Page 1 of 1
Getting question marks instead of Arabic
Posted: Sun Oct 19, 2014 7:11 pm
by Aradim
Hello,
I am trying to put XML Arabic content from internet to a file , but i get question marks for the Arabic unicode characters. I am using Livecode 7.0.
My commands:
put URL "domain name/content" into ss
put textDecode(ss,"UTF-8") into url "file:/Users/maradi/Desktop/arabictest.txt"
I appreciate the help.
Re: Getting question marks instead of Arabic
Posted: Sun Oct 19, 2014 8:04 pm
by FourthWorld
It may be that because Unicode is a binary (non-ASCII) format you'll need to use "binfile:" where you have "file:".

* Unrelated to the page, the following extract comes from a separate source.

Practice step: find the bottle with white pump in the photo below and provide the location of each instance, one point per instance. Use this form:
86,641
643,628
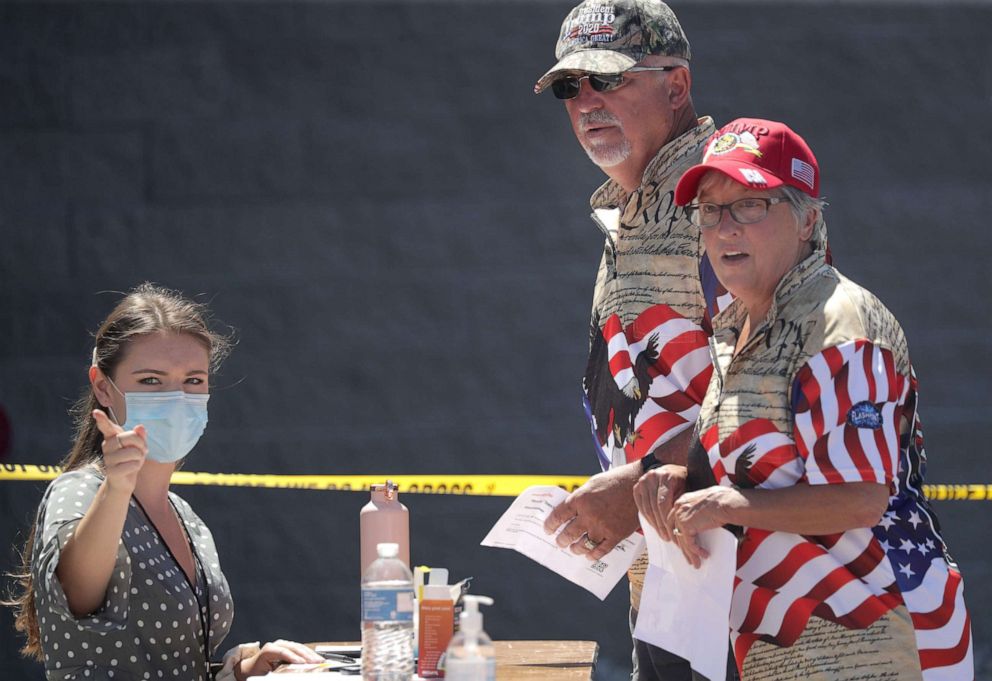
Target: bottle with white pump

If that works then we have a philosophical point to discuss with the engine team: now that v7 aims to support Unicode transparently, should we consider making the "file" specifier as Unicode-savvy as everything else?
Re: Getting question marks instead of Arabic
Posted: Sun Oct 19, 2014 8:38 pm
by Aradim
Hi Richard,
I tried binfile: , i got the same , all Arabic replaced by ?????. The answer is yes, to the question .
Thanks for the help.
Re: Getting question marks instead of Arabic
Posted: Sun Oct 19, 2014 9:33 pm
by Aradim
Hello,
This work around did it , using field as intermediate :
put URL "
http://www.xxx.com/xxx/rss" into field 1
put textDecode(field 1,"UTF-8") into field 1
put textEncode(field 1,"UTF-8") into url "file:/Users/maradi/Desktop/arabictest.txt"
Re: Getting question marks instead of Arabic
Posted: Mon Oct 20, 2014 8:55 pm
by jacque
FourthWorld wrote:It may be that because Unicode is a binary (non-ASCII) format you'll need to use "binfile:" where you have "file:".
If that works then we have a philosophical point to discuss with the engine team: now that v7 aims to support Unicode transparently, should we consider making the "file" specifier as Unicode-savvy as everything else?
I'm pretty sure they've considered that, wouldn't it break all existing scripts?
Re: Getting question marks instead of Arabic
Posted: Mon Oct 20, 2014 9:03 pm
by jacque
Read Fraser's explanation on the blog:
http://livecode.com/blog/2014/04/02/exa ... ting-text/
Near the end he gives this example:
put url("binfile:input.txt") into tInputEncoded
put textDecode(tInputEncoded, "UTF-8") into tInput
…
put textEncode(tOutput, "UTF-8") into tOutputEncoded
put tOutputEncoded into url("binfile:output.txt")
If you are using the open file/socket/process syntax, you can have the conversion done for you:
open tFile for utf-8 text read
Unfortunately, the URL syntax does not offer the same convenience. It can, however, auto-detect the correct encoding to use in some circumstances: when reading from a file URL, the beginning of the file is examined for a “byte order mark” that specifies the encoding of the text. It also uses the encoding returned by the web server when HTTP URLs are used. If the encoding is not recognised, it assumes the platform’s native text encoding is used. As the native encodings do not support Unicode, it is usually better to be explicit when writing to files, etc.
EDIT: Oh, never mind, I see you're already doing that. I think I'd write to support and see if they think there's a problem somewhere.